Don’t Talk Over Your Patients: This one works on two fronts. First, don’t talk when your patients are talking. Listening is the most important tool you have. Patients want to be heard, and when they aren’t, the chances are good they’ll look for another provider. The second part of this is not using language that is too technical or sounds too complex for your patients to get. If they can’t understand what you’re telling them, they won’t follow instructions, and ultimately they’ll choose to go somewhere else.
Get Involved in Your Community: Visit schools in your community as a speaker for career day. Join in on a community festival or event. It’s great marketing for you, and it shows your patients that you care about the community you serve.

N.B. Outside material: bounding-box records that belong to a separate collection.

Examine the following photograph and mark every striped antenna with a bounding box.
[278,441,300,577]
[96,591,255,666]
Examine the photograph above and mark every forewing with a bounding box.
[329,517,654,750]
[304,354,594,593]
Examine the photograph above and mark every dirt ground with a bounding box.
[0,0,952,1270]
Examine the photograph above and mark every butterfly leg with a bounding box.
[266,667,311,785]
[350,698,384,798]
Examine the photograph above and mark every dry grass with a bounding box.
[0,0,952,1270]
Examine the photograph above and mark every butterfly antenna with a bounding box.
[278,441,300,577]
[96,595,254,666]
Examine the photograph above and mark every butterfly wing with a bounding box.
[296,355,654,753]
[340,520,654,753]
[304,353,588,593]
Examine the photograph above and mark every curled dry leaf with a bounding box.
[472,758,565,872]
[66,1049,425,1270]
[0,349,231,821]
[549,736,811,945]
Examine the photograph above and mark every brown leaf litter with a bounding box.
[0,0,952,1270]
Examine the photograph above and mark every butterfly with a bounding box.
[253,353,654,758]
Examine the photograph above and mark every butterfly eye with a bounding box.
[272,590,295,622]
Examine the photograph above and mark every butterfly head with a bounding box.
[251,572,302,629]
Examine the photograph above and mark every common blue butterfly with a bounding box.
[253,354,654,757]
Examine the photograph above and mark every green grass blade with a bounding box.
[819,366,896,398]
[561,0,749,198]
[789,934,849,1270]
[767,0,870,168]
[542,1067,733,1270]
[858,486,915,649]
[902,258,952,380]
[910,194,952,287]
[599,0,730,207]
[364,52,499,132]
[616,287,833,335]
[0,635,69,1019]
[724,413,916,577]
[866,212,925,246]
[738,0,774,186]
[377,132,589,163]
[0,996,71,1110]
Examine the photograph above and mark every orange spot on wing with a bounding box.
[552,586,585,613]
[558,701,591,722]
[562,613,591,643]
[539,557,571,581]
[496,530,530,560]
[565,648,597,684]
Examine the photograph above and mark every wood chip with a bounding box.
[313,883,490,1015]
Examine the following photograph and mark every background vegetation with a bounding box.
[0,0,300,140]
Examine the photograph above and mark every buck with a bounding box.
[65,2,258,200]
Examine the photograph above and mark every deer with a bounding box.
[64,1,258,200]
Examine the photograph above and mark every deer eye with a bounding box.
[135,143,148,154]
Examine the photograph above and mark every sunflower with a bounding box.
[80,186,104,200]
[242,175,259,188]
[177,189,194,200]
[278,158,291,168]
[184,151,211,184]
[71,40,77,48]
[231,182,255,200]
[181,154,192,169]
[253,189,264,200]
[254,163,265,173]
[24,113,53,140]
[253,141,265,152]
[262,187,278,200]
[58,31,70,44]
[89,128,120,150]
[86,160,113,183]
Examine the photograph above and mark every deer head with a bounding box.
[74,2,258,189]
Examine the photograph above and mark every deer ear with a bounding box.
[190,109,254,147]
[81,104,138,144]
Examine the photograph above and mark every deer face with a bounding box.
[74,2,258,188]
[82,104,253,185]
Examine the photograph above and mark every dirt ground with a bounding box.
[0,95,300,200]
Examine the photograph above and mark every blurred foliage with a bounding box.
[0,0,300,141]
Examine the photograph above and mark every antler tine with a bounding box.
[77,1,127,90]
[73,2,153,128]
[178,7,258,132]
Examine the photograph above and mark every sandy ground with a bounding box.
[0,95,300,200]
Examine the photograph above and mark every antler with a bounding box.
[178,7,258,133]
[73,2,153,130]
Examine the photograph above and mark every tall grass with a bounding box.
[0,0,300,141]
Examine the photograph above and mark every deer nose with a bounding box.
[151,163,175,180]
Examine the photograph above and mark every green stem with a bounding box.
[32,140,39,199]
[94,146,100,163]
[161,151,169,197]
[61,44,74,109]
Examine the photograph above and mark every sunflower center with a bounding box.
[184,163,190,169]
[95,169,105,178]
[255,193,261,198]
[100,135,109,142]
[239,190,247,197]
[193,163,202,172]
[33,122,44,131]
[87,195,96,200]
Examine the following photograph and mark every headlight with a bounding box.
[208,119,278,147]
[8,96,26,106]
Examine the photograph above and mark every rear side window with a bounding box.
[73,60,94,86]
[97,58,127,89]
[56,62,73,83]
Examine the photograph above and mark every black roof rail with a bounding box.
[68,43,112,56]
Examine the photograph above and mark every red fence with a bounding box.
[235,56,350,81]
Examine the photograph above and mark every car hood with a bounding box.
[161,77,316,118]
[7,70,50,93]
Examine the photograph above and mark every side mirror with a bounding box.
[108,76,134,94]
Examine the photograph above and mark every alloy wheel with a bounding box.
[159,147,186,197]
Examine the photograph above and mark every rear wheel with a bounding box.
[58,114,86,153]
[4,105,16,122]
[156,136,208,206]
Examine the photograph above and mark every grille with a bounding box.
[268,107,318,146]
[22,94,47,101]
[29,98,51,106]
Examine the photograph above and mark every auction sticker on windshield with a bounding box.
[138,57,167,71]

Educate Your Patients: Providing your patients with access to information on your website, through your portal, and even in the office is an inexpensive service to offer, but it is so rewarding! Your patients are rewarded with access to reliable information from a source they trust. Your practice is rewarded with patients who will stay loyal to you because of the great resource you are for them.
Keeping your current patients happy is the most cost-effective means of growing your practice. Happy patients will refer other patients, and they will become loyal to your practice as well. Instead of spending tens of thousands of dollars to attract new patients, spending just a fraction of that on keeping existing patients happy will pay off exponentially.